オネエちゃん!犬も歩けば棒に当たるやで、愛も恋も結婚もこっちから動かん限り向こうからは来ないんやで、そやから自分から行動せんとあかんねん。

セルフ・リスペクトして行動すれば結果はちゃんと出るちゅーねん、セリフとちゃうでセルフ自分自身ってことやで!

セルフ・リスペクトの意味がよく分からないので首を傾げていると、中年の男性はカバンからその関係らしい本を夢子に手渡した。

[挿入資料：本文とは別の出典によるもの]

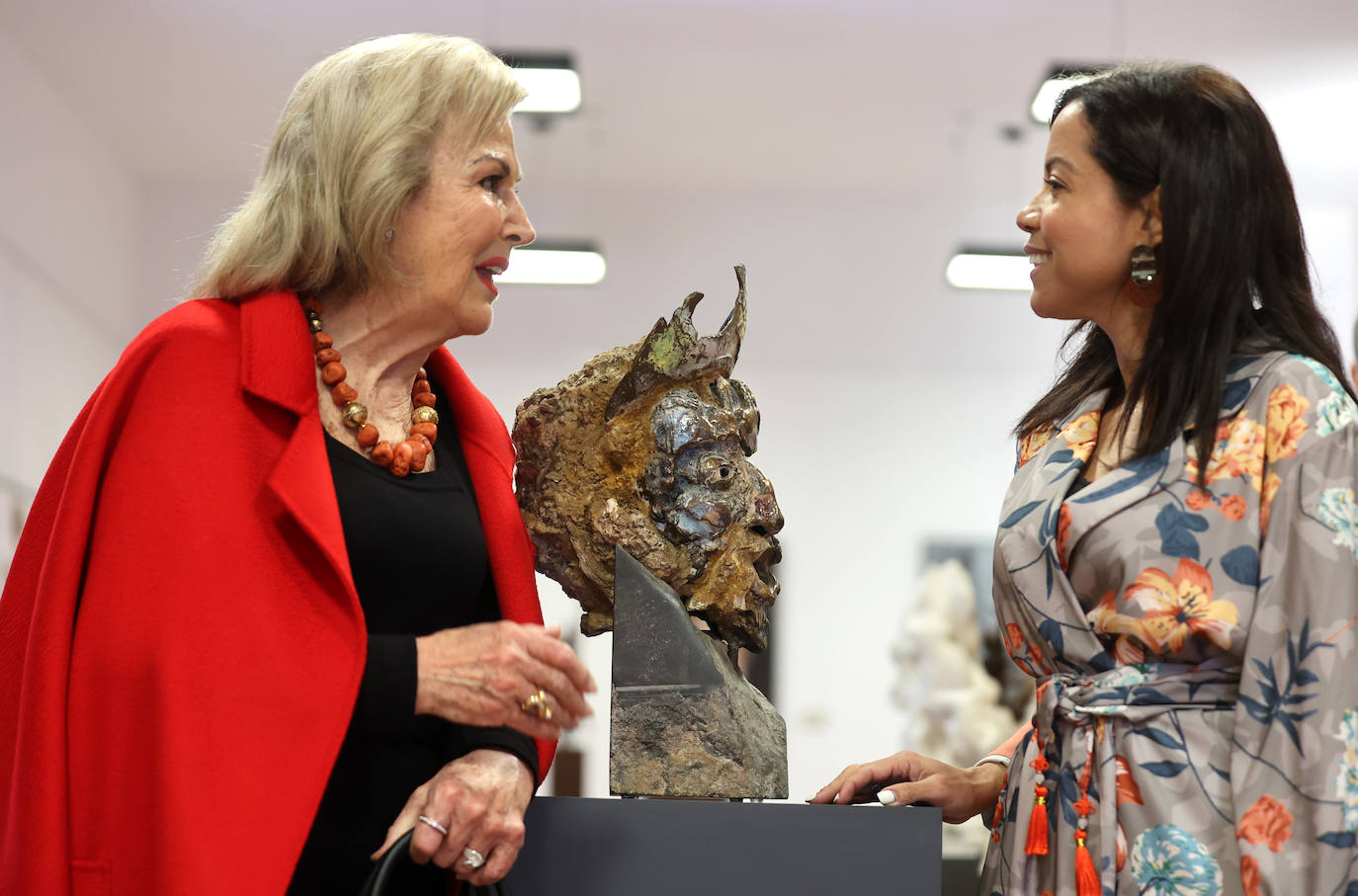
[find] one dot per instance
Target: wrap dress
(1197, 722)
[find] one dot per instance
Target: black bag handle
(385, 869)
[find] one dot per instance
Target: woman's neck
(383, 342)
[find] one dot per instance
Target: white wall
(885, 421)
(69, 218)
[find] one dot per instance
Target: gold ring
(537, 704)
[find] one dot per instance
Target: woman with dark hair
(1177, 554)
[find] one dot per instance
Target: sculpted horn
(674, 352)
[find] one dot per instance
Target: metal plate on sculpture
(685, 721)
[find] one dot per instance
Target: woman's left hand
(481, 798)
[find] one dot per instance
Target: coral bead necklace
(401, 457)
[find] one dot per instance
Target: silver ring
(433, 824)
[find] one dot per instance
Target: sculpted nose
(769, 516)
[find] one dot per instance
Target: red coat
(177, 733)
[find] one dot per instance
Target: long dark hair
(1231, 258)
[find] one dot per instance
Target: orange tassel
(1038, 824)
(1086, 878)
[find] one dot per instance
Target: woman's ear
(1151, 227)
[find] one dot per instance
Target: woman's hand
(913, 778)
(481, 798)
(482, 674)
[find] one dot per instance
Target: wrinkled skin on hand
(648, 447)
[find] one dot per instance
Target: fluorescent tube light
(983, 269)
(552, 82)
(1059, 80)
(554, 265)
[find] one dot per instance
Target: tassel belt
(1078, 704)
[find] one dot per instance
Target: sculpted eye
(718, 472)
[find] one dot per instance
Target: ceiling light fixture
(576, 264)
(551, 79)
(1060, 79)
(988, 269)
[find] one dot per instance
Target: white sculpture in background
(951, 703)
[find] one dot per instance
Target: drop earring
(1144, 272)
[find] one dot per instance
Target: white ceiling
(675, 91)
(863, 137)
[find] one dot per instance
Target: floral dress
(1197, 724)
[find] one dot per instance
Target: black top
(420, 565)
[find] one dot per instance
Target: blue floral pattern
(1340, 515)
(1194, 648)
(1168, 860)
(1347, 779)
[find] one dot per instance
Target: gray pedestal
(678, 848)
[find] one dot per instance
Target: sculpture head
(648, 447)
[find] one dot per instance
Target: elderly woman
(1177, 558)
(275, 603)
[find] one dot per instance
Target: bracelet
(999, 759)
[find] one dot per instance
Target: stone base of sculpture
(685, 720)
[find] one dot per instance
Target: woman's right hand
(913, 778)
(482, 674)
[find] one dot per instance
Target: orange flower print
(1238, 452)
(1233, 507)
(1062, 536)
(1267, 822)
(1129, 648)
(1082, 435)
(1285, 424)
(1249, 876)
(1128, 789)
(1266, 497)
(1032, 443)
(1026, 655)
(1179, 606)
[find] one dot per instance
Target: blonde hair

何でも会社の上司から参考にと貰ったのだそうだが、1ページも読まないうちに結婚相手が見つかったので、もう不要なので夢子にプレゼントするというので、お礼を言ってありがたく頂戴してお店を出ることにした。

月よりの使者

お勘定を済ませて外に出た夢子の視界には、今にも雲に覆われそうな月の光が飛び込んできた。

今から自分の部屋に真っ直ぐ変えれば夜7時前になる予定なので、今日はセルフ・リスペクトの本を読んでみようと家路を急いだ。